Prologue

Ca a commencé il y a dix ans. J'avais alors seize ans, et j'avais tout ce qu'il me fallait : une famille unie, un père avocat et une mère médecin, une grande sœur en étude de psychologie et un petit frère adorable, des amis merveilleux et un petit ami parfait.

Je me baladais souvent seule le soir, après le dîner, dans le grand parc municipal près de la maison. Parfois, je m'asseyais sur une balançoire et j'observais le ciel où commençaient à apparaître les étoiles et la lune. Tout était parfait, vraiment.

Un soir, au cours de mon habituelle promenade, un vent glacé se mit à souffler. Etrange puisque nous étions en été et que toute la journée il avait fait très chaud. Je resserrais mon gilet autour de mes épaules et marchais plus vite vers à la tonnelle où jouaient de temps en temps des musiciens. Ainsi protégée du vent, j'observais le ciel. Le soleil se couchait à l'horizon, teintant les rares nuages cotonneux des mille nuances du rose à l'orange, produisant un spectacle merveilleux sous mes yeux ébahis. Des promeneurs passaient devant moi un chat vint se frotter à ma jambe en ronronnant. Je me penchais alors pour l'attraper et le mettre sur mes genoux mais il me griffa violemment alors que je caressais sa tête. Je retirais vivement ma main et le regardais s'éloigner en courant. Les griffures semblaient assez profonde, ma main me lancinait, et les marques devenaient boursouflés. Je décidais de rentrer pour nettoyer les plaies et quittais la tonnelle. La nuit s'abattit alors, plus sombre que jamais. Les lampadaires ne s'allumaient pas, et ça ne me rassuraient vraiment pas. J'avais du mal à comprendre pourquoi la Lune n'apparaissait pas pour éclairer un tant soit peu mon chemin. La veille, ce n'était pas la pleine Lune, et il n'y avait donc aucune chance pour que cette nuit soit celle sans. Et ce manque d'étoiles aussi, alors qu'il n'y avait presque aucun nuages cinq minutes avant...
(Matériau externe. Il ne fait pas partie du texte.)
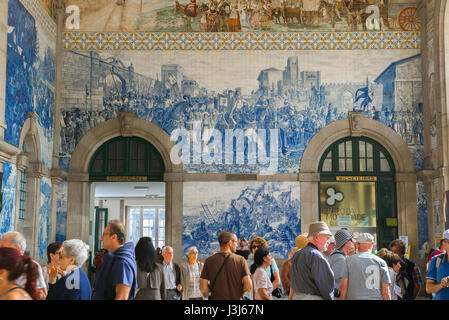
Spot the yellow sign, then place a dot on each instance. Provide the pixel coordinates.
(348, 204)
(391, 222)
(344, 178)
(126, 179)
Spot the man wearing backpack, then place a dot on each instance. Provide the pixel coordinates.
(225, 274)
(437, 280)
(410, 271)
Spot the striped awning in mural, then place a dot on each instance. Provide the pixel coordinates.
(241, 41)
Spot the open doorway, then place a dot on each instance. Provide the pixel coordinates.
(139, 205)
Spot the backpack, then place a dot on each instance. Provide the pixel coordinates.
(440, 258)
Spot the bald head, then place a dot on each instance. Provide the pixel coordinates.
(14, 240)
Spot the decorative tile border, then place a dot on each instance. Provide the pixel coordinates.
(241, 41)
(41, 16)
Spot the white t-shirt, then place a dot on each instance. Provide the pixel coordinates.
(365, 273)
(40, 282)
(261, 280)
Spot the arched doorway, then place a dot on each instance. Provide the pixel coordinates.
(118, 162)
(80, 199)
(357, 189)
(356, 125)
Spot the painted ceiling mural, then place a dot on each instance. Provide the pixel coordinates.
(244, 15)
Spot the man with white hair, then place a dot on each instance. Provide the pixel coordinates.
(17, 241)
(172, 275)
(74, 284)
(365, 276)
(311, 275)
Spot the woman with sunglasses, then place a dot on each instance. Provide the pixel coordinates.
(262, 286)
(272, 270)
(74, 285)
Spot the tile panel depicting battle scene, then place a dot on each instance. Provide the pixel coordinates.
(295, 94)
(244, 15)
(250, 209)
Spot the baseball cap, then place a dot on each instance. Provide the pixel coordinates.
(341, 237)
(365, 238)
(446, 235)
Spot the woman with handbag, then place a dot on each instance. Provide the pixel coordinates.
(190, 275)
(150, 273)
(262, 286)
(272, 270)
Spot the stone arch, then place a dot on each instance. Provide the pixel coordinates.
(357, 125)
(30, 163)
(78, 198)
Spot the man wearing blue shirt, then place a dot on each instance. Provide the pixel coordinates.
(437, 280)
(116, 277)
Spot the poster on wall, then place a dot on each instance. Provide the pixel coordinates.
(348, 204)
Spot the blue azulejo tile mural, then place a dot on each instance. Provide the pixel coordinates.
(44, 218)
(30, 78)
(9, 183)
(250, 209)
(284, 97)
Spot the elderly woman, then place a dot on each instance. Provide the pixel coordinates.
(190, 275)
(53, 252)
(262, 286)
(74, 285)
(272, 270)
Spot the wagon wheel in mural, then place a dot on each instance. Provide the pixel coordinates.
(394, 23)
(409, 20)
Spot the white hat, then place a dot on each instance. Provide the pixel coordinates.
(446, 234)
(365, 238)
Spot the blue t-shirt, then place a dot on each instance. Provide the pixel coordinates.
(119, 268)
(443, 271)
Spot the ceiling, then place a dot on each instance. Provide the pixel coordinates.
(126, 189)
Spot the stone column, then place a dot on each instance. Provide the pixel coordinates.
(60, 16)
(3, 49)
(78, 207)
(36, 172)
(309, 200)
(173, 213)
(407, 210)
(57, 176)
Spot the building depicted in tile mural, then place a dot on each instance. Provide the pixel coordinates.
(186, 118)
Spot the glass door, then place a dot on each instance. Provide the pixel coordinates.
(147, 221)
(101, 222)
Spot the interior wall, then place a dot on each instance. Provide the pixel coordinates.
(296, 83)
(30, 77)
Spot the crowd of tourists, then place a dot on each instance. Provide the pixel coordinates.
(322, 266)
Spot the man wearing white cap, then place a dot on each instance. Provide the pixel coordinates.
(365, 276)
(344, 246)
(437, 280)
(330, 247)
(311, 275)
Mon instinct me titilla. J'étais certaine que si je prenais mon chemin habituel, un malheur m'arriverait, je ne sais expliquer pourquoi. Mais j'en avais la ferme conviction. Aussi, je décidais de prendre les petits chemins, par lesquels je mettrais probablement plus de temps à revenir à la maison, mais d'où l'on pouvait plus facilement s'enfuir et se cacher au couvert des arbres. Une pensée me traversa alors : si je pouvais me cacher, qui me disait que celui que mon instinct me hurlait d'éviter n'allait pas aussi s'y dissimuler ?

Finalement, je décidais malgré tout de passer par les petits chemins. Malheureusement, je n'habitais en ville que depuis six mois, et je n'avais pas vraiment exploré ce parc. Je m'étais contenter de suivre le grand chemin qui menait tout droit à la tonnelle et à l'étang artificiel, mais j'étais certaine de ne pas pouvoir me perdre. Il suffirait de suivre de loin le grand. Je me perdis tout de même, et je fus davantage effrayée encore – si c'était possible. Des bruits de pas me figèrent, et je courrais me réfugier derrière un buisson. Cette fois-ci, j'avais vraiment encore plus peur. Et je me sentis évidemment complètement stupide en voyant les amoureux qui passaient, main dans la main, en s'embrassant tendrement. Lorsqu'ils furent loin je sortais de ma planque et me mis à rire. Dans la catégorie crétine, je méritais bien la médaille d'or !

Je rebroussais chemin et, en arrivant à la hauteur du couple, leur demandais la direction de la grande voie. Après un sourire amoureux, le garçon me montra du doigt qu'il fallait continuer de suivre ce chemin-ci et tourner à la deuxième à gauche. Je les remerciais d'un sourire et retourna enfin à mon point départ, d'où je continuais mon chemin vers la maison.

C'était probablement la plus grande erreur que j'ai jamais faite. Quand les gens disent qu'il faut suivre son instinct, ce n'est pas une blague.

Le danger que j'avais senti n'était pas un homme en fait. D'après un vieux cinglé, c'était mon Destin que je refusais d'affronter. Et il y a peu de temps, j'ai appris que le sien était, d'une certaine manière, détruire une planète qu'on ne peut voir, mais qui existe bien. Je le sais parce que, il y a dix ans, j'y suis allée. Pour affronter mon Destin ? C'est ce qu'il disait.